One Day I Will

I'm upstairs in my room, gazing out my window, trying to ignore the ladybugs and hornets stuck in the screen's cracks. I'm watching my parents yank the crinkly cover over our above-ground pool. It's a dark and dreary charcoal grey, with metal rimmed holes in its edges, meant for threading rope, in order to secure the cover to our pool's feeble edges. I had managed to escape helping them with the excuse of "yes, I do have homework on the first day of school. Can you believe it?!" But I had failed to escape the dissatisfaction I harbored for my life. No, I did not want to die. It was not that my life was so drastically horrid that I just couldn't bear it anymore, or that I had suffered some painful tragedy. In contrast, I had just grown tired from the seemingly endless monotony of my everyday schedule.

Noticing my leg prickling beneath me, I shift my weight and turn on my bed, my mattress groaning in protest. My eyes run over the furniture and objects in my room; my dresser with clothes spilling out of the drawers, my mirror, half obscured by "I Just Got Fluoride" and "Be Beary Healthy: Please Don't Smoke" stickers, my calendar with meticulously painted pictures of goddesses from various religions, my desk, with piles of unfinished stories, outlines, and sticky notes of poetry lines. Although the clutter could seem chaotic, the only word that comes to my mind is mundane.
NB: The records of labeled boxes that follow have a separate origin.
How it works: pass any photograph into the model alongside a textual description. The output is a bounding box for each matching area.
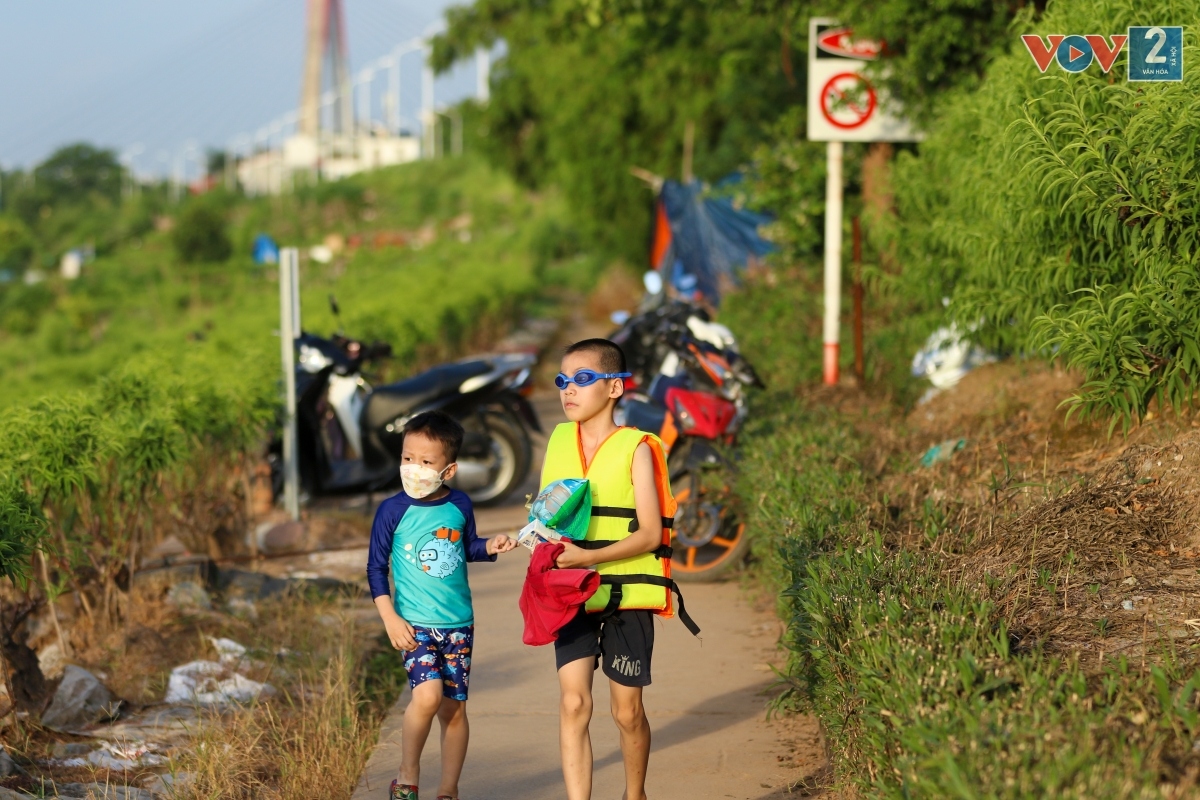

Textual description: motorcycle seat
[362,360,493,431]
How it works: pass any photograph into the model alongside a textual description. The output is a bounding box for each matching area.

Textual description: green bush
[883,0,1200,426]
[170,203,233,264]
[738,398,1200,800]
[0,353,276,621]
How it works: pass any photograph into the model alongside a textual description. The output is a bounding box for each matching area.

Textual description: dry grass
[173,601,394,800]
[174,650,377,800]
[4,587,403,800]
[833,362,1200,669]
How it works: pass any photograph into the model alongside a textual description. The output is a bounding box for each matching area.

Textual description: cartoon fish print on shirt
[418,528,462,578]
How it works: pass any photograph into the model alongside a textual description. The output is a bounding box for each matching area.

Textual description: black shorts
[554,608,654,686]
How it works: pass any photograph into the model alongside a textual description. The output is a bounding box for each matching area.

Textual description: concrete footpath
[354,398,818,800]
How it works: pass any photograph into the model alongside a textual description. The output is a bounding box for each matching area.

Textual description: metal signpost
[808,18,920,386]
[280,247,300,519]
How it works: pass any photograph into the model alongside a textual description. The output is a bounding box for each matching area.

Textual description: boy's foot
[388,781,416,800]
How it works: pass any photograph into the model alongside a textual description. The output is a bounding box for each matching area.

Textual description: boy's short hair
[404,411,463,464]
[563,339,628,372]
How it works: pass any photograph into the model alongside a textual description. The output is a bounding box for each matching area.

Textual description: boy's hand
[487,534,517,555]
[383,614,416,650]
[554,539,595,570]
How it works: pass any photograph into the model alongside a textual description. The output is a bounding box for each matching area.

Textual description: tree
[433,0,804,260]
[172,203,233,263]
[0,217,34,272]
[34,143,121,203]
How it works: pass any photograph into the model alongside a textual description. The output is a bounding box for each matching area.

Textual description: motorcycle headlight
[298,344,334,373]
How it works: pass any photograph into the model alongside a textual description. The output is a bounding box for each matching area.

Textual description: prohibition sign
[821,72,878,130]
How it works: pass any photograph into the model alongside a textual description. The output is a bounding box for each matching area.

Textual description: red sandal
[388,780,416,800]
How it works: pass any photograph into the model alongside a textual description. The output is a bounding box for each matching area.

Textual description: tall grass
[881,0,1200,427]
[738,397,1200,799]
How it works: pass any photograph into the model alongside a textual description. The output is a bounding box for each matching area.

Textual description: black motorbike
[272,302,541,506]
[608,273,762,581]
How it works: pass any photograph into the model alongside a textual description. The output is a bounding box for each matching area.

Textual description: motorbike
[271,297,541,506]
[608,272,763,581]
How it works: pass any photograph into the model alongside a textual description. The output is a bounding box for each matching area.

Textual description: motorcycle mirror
[642,270,662,294]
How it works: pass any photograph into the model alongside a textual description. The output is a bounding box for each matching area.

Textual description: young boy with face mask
[367,411,516,800]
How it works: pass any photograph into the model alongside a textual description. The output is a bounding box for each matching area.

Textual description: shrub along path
[354,396,824,800]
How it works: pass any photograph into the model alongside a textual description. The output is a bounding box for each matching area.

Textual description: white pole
[824,142,842,386]
[475,47,492,106]
[356,70,374,132]
[421,44,438,158]
[280,247,300,519]
[290,247,304,337]
[388,53,400,136]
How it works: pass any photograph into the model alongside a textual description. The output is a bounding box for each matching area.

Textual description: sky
[0,0,475,176]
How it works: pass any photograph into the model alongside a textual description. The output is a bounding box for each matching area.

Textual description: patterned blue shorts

Suddenly a splash of pink catches my eye; something sticking out from behind my closet door. Upon closer look, I notice that it is my cousin's old duffel bag, given to me because the company monogrammed her name wrong. Instantly I remember every sleepover, and the continuous mockery of "But your name isn't Caitlyn. And why is it spelled so weird?" Simultaneously, I also remember every night I packed that duffel bag with quiet clothes, and whatever change I could find in my pencil case and in the broken heaters. I remember every night that I was so convinced I was going to run away from home. Walk to my friend's house and live there, because they had the Spice Girls on CD instead of a cassette tape, and they had peanut butter and jelly was in the same jar, just like in Matilda, the kind of peanut butter and jelly my mother wouldn't buy.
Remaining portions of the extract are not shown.